En 1954, Elvira y sus padres se mudaron al barrio Alberdi de Córdoba donde por entonces se caracterizaba por sus peñas y guitarreros. Elvira, que había llegado de las sierras ya habiendo compuestos algunas zambas y chacareras, y su hermana, ingresaron al Instituto Provincial para Ciegos (hoy Helen Keller) para estudiar, mientras su padre atendía un almacén, donde siempre algún músico se acercaba. Y uno de los que se arrimó fue el Chango Rodríguez. “Lindo tipo, decía cosas muy lindas, muy romántico, muy lìrico, conocí a su mamá y a su señora. En la cárcel me enseñó la Zamba de Alberdi. El chango Rodríguez puso un estilo en el canto folclórico de Alberdi y solía conversar conmigo", recordó Elvira..

"Sabía de mi formación clásica, me decía ‘mire mi hija guárdelo pa´usted y su almohada hay música que usted va a estudiar, pero no va a pegar, es bueno para la gente joven que usted empiece a crear otras cosas’ un gran tipo el Chango”.

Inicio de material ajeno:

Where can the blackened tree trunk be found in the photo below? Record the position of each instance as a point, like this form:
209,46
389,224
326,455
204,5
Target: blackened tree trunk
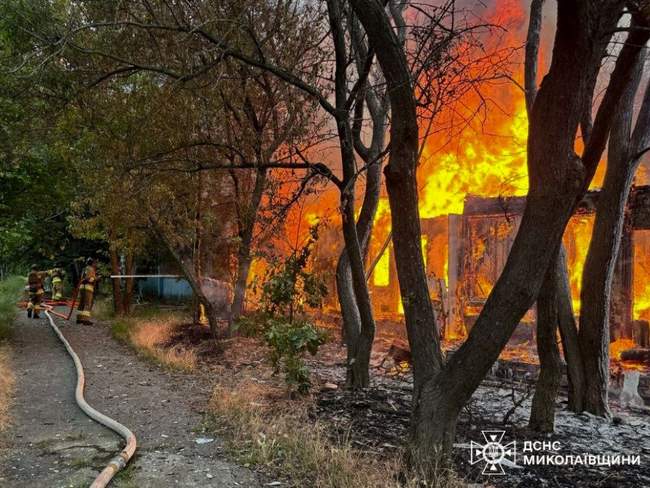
557,179
622,162
129,282
118,303
247,221
358,372
542,415
556,285
344,283
569,333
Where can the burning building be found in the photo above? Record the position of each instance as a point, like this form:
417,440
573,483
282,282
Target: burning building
465,253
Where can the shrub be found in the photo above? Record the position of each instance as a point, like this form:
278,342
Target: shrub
289,341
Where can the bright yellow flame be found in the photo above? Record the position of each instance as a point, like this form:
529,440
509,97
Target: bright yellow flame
488,165
381,273
423,242
576,239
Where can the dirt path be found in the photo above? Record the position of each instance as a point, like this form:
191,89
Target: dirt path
53,444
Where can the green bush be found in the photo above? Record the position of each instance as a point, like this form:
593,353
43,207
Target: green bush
10,292
289,341
251,325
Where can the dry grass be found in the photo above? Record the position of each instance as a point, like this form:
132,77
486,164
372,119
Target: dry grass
282,438
150,336
6,387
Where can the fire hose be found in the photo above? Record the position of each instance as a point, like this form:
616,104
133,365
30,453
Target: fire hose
119,461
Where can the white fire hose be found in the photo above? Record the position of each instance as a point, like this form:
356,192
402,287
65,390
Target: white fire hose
119,461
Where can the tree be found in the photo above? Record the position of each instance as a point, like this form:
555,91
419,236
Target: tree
627,144
558,179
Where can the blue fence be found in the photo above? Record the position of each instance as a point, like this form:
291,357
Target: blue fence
165,288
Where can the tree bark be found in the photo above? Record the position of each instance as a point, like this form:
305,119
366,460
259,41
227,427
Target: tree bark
358,372
118,304
542,415
246,232
344,283
186,265
556,286
129,282
604,246
556,179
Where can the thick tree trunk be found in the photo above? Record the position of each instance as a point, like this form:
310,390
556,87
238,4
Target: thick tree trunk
344,283
557,180
118,304
246,232
542,415
358,373
604,246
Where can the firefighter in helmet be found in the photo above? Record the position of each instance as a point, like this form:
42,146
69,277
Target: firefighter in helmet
57,283
86,290
35,284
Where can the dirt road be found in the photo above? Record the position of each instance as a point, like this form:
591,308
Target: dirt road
53,444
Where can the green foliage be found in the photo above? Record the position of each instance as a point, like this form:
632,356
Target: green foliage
287,289
289,341
290,286
10,290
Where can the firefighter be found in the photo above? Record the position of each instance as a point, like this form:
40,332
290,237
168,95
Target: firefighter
57,283
86,290
35,284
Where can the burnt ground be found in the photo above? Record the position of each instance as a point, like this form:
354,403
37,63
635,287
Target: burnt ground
377,420
53,444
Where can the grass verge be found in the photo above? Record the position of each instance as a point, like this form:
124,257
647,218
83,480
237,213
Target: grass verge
286,442
9,294
150,336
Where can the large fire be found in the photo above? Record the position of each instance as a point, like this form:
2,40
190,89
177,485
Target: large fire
487,159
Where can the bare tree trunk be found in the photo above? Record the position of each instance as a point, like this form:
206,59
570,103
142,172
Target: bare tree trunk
569,334
557,181
358,375
118,304
246,232
344,283
542,415
186,265
622,162
129,282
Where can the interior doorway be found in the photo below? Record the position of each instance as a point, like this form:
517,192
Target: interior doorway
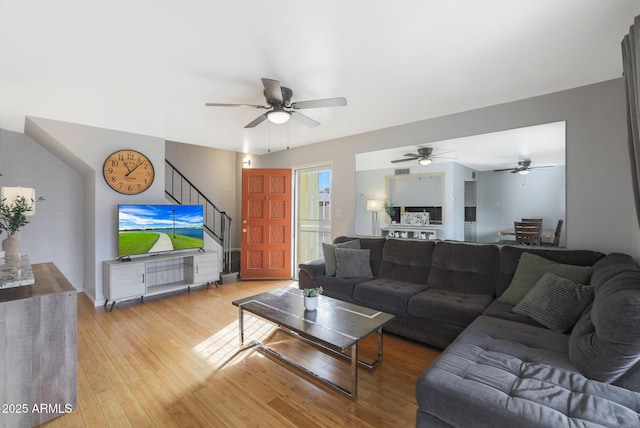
312,212
266,224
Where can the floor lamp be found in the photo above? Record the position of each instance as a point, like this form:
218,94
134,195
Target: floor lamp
374,206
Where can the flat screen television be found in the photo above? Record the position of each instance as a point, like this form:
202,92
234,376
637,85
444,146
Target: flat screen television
153,229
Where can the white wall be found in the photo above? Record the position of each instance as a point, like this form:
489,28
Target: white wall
85,148
55,233
598,218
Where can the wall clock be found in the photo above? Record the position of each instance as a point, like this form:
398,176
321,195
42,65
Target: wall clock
128,172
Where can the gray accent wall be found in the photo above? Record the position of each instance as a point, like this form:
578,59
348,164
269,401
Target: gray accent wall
600,213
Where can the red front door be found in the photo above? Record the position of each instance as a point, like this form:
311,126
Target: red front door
266,224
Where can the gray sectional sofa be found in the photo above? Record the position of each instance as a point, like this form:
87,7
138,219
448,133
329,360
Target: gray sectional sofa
506,361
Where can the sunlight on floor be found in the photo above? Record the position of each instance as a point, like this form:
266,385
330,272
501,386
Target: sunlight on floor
222,349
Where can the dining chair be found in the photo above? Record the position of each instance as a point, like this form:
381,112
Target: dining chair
527,233
556,236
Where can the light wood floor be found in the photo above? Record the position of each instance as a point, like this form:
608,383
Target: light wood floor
173,361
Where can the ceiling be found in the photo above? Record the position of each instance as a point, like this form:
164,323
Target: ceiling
149,66
543,145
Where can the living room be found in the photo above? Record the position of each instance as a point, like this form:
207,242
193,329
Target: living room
62,157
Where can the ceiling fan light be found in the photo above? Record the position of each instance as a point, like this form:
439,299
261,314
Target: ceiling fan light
278,116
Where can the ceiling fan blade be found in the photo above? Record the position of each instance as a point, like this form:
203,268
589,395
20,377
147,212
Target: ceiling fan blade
273,90
327,102
257,121
306,120
234,105
405,160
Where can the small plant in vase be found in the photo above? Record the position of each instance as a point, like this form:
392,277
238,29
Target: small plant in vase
311,297
388,208
13,217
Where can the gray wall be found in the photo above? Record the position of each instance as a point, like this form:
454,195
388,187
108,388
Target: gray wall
598,217
213,171
56,232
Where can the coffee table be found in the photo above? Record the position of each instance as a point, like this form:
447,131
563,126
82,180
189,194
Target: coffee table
335,326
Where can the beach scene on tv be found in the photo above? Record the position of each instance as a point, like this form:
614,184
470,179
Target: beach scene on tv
158,228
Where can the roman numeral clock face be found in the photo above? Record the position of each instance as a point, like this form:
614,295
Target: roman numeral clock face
128,172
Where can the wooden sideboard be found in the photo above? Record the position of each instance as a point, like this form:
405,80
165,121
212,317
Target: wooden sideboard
38,362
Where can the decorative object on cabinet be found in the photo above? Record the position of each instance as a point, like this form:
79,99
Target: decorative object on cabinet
311,297
16,204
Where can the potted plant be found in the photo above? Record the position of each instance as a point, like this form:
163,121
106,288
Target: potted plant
13,217
388,208
311,297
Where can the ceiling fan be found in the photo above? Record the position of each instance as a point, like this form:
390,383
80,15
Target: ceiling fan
424,156
524,167
280,107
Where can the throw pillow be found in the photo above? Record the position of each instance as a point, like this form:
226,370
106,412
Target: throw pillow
329,251
531,268
352,263
605,343
555,302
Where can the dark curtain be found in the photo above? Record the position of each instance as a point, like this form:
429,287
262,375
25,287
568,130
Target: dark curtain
630,46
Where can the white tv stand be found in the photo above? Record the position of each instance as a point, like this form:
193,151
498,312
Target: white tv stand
152,275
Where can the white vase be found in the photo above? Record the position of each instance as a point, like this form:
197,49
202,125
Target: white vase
11,245
311,303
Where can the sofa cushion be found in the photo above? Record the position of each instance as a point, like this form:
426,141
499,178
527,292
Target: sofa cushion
532,267
339,288
609,266
407,261
448,306
605,343
465,268
386,294
555,302
510,257
352,263
374,245
500,373
329,251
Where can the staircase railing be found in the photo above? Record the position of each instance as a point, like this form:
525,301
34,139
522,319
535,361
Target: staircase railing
216,222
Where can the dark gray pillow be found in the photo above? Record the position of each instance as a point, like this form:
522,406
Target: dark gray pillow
530,269
352,263
329,251
605,343
555,302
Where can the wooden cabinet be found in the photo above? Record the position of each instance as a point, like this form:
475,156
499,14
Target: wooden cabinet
38,362
148,276
127,280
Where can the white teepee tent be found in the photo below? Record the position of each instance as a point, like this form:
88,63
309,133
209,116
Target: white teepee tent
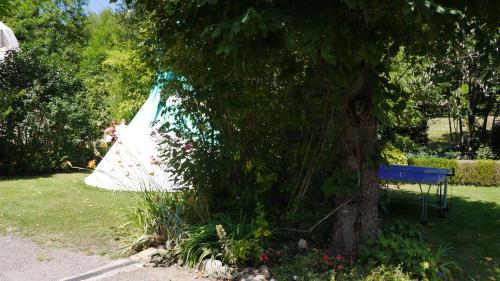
8,40
132,162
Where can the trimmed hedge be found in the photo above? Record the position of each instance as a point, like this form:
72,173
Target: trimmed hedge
467,172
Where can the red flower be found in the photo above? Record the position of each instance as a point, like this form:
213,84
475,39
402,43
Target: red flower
188,146
339,257
263,257
325,257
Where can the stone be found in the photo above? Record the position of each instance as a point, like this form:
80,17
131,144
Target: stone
253,277
302,244
214,267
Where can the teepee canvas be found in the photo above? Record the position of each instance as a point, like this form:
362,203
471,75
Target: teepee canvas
8,40
132,162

A su casa también solía ir Atahualpa Yupanqui, y en una oportunidad, Elvia le dio algunas de sus canciones, y don Ata le dijo, "las voy a ver, si me gustan las cantaré sino, no." 

Esta mujer talentosa, recibida de maestra a los 15 años en el conservatorio provincial de La Falda, desarrolló en Ecuador el proyecto de musicografía braille, formando coros, y enseñando música a niños y jóvenes con discapacidad visual. La musicografía es en la música, lo que une al ciego con el que ve, es el puente de unión que hace que el ciego deje de ser ciego, dice Elvira conversando sobre un sistema internacional que hoy se dejó de dar sin demasiadas explicaciones y ella de manera particular enseña en su casa, aunque le hubiese gustado enseñar en el Instituto Provincial Helen Keller, pero no se lo permitieron. “Hay que alfabetizarse, se puede tocar de oído, cómo no, es muy lindo y es menos esfuerzo, es más improvisativo y es buenísimo, pero hay que llevarlo al papel”, afirma la pianista, profesora de música y cantante lírica.